Cox screengrabComcast isn't the only Internet service provider throttling traffic to peer-to-peer sites. Cox Communications is also interfering with visits to such bandwidth-hungry sites, according to a study released Thursday by the Max Planck Institute for Software Systems in Germany.

The research center found that 62% of Comcast subscribers to participate in a study were blocked from file-sharing sites, while 54% of the Cox participants were blocked. Around 8,000 Web users participated in the test.

Cox Thursday acknowledged in a statement that it manages bandwidth-intensive applications. "Cox allows the use of file-sharing and peer-to-peer services for uploads and downloads, and we allow access to all legal content, but we must manage the traffic impact of peer-to-peer services, as most ISPs do for the benefit of the customer," a company spokesman stated. "We'll continue to seek even better ways to manage our network to ensure a high-quality experience for our customers."

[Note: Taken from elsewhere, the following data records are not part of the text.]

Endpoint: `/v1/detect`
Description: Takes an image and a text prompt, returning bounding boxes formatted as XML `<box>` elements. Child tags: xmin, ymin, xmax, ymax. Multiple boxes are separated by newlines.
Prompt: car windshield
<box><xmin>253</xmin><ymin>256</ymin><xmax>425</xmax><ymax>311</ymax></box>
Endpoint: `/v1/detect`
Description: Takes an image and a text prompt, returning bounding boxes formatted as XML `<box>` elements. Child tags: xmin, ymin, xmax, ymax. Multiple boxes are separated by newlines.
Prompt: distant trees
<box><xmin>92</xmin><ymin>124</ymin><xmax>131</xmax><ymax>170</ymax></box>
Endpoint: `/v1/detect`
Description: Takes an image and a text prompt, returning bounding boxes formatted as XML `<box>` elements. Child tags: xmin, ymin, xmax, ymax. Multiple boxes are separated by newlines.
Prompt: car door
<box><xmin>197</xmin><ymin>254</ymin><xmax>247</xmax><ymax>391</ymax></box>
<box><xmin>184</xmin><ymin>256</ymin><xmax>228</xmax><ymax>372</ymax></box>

The specific revelations about Cox appear to be new, but Comcast has been on the defensive for its traffic-shaping practices since last October, when The Associated Press revealed that a study it conducted showed the company was impeding visits to peer-to-peer sites. Comcast has steadfastly said it doesn't block people from reaching sites, but acknowledges it sometimes slows down traffic to manage its network.

A Comcast spokesperson Thursday reiterated that the company slows some peer-to-peer traffic to manage congestion but doesn't block any visits, and that the company will develop a protocol-agnostic traffic management strategy by the end of this year.

Net neutrality advocates and others filed complaints against Comcast with the Federal Communications Commission after the traffic-throttling came to light. Federal legislators including Rep. Ed. Markey (D-Mass.) and Rep. John Conyers (D-Mich.) recently proposed separate net neutrality bills.

Advocates renewed their call for federal intervention on Thursday. "This new study shows that the threat to the open Internet is not isolated to one company's network, but endangers access by a wide group of Internet consumers across the country," said Markham Erickson, executive director of the Open Internet Coalition, in a statement. "The danger is real, and requires firm action by the FCC in response to the pending Comcast complaint."